Elle voit tout. La moustache trop noire d’Hitler, les centimètres qui manquent à une barricade, le trébuchement d’un comédien. Elle entend tout. Le grincement d’une poulie, l’entrée précipitée d’une musique, la fatigue dans les voix. De son siège installé au milieu des gradins, micro dans une main et stylo dans l’autre, Ariane Mnouchkine observe ce qui se passe sur le plateau du Théâtre du Soleil. Rien ne lui échappe, ni du détail ni du plan large. Aurait-elle l’oreille et l’œil absolus ? « Je regarde, j’écoute et je crois ce que font les acteurs. Si je cesse de les croire, c’est que quelque chose ne va pas. Alors il faut s’arrêter et discuter », explique cette sentinelle aux aguets qui n’hésite pas à interrompre le travail d’un « stop ! » tonitruant. Puis le relance d’un impérieux : « On y va ? Silence ! C’est parti. »

En soixante ans de présence à la Cartoucherie du bois de Vincennes, à Paris, jamais la metteuse en scène n’avait ouvert la porte des répétitions à la presse. Cette porte, nous la franchirons semaine après semaine avec d’autres visiteurs : classes de lycéens, amis de passage ou compagnons de route, comme l’autrice Hélène Cixous. Si cette dernière n’a plus écrit de pièces pour la troupe depuis Les Naufragés du fol espoir (2010), elle n’est pas absente pour autant. Conseils ou relectures, elle collabore « en harmonie » aux créations collectives.

Fidèles au poste eux aussi, des collégiens venus et revenus en train de Bourgogne, qui, chapeautés par leur professeur de français, ont même dormi dans la place. « Madame Mnouchkine, s’exclame l’un d’eux, même lorsque la répétition est excellente, vous trouvez toujours des problèmes à résoudre. » Cette définition sur mesure du métier de metteur en scène déclenche l’hilarité.
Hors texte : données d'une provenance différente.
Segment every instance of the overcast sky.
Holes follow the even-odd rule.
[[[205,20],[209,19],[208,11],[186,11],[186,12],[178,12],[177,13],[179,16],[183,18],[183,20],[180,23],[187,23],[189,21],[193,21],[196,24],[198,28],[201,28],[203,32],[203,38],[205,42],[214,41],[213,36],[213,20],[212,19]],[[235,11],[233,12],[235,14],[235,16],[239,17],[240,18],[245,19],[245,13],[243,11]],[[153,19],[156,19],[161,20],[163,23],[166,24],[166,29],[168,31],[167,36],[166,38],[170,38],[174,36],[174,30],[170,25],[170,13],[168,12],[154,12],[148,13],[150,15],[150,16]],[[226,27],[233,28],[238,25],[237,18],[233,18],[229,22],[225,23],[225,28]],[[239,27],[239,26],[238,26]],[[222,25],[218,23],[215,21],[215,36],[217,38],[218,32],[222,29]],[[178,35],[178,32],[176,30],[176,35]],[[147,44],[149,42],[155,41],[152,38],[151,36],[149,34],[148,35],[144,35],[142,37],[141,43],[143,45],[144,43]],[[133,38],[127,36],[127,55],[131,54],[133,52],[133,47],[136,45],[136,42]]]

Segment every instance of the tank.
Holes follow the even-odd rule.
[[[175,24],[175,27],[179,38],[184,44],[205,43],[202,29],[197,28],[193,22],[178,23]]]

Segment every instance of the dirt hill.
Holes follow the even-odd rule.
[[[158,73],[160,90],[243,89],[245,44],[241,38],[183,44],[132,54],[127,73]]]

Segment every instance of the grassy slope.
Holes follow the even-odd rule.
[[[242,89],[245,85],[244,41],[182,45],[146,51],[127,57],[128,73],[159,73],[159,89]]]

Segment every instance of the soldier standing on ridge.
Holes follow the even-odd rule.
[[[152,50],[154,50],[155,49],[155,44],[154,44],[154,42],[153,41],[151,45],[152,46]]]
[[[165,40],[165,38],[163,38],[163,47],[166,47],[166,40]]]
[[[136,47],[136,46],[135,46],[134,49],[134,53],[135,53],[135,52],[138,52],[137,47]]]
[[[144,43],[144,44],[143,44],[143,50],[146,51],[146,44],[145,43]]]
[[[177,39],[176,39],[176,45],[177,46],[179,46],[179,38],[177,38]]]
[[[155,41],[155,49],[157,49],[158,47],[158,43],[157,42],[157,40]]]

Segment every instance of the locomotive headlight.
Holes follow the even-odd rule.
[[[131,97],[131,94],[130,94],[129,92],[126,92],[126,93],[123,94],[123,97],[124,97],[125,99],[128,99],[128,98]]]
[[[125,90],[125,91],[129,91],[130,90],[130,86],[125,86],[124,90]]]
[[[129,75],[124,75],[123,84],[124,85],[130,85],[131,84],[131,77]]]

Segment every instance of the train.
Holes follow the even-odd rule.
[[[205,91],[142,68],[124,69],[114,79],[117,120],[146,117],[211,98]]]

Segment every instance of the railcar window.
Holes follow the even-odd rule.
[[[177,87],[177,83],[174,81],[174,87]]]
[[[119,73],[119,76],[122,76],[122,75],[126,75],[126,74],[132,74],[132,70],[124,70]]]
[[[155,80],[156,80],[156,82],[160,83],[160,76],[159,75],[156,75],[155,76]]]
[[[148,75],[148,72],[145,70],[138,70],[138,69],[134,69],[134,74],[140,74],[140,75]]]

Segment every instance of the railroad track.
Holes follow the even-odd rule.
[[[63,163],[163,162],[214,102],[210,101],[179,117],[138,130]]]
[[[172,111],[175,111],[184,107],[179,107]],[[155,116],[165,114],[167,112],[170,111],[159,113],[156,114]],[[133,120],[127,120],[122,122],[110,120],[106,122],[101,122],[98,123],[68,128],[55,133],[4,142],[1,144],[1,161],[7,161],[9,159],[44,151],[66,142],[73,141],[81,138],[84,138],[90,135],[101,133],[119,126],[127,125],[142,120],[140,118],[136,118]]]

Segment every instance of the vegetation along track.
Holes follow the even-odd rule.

Ce mardi 1er octobre, la journée a été fructueuse. L’humeur est bonne. « C’est difficile le théâtre, mais c’est amusant », dit l’artiste avec un sourire.

Ruche hyperactive

Depuis septembre, par temps froid ou soleil vif, du petit matin jusqu’à la nuit tombante, nous avons donc suivi la fabrication du dernier-né de la troupe du Soleil, Ici sont les dragons. Première Epoque. 1917. La Victoire était entre nos mains. Après six mois d’une intensive préparation collective entamée le 1er avril, ce « grand spectacle populaire inspiré par des faits réels » (dixit le programme) sort du bois pour se montrer au public. Etayée par des événements historiques, portée par une forme puissamment théâtrale, la fresque découle en droite ligne de l’actualité : l’invasion de l’Ukraine par la Russie, le 24 février 2022.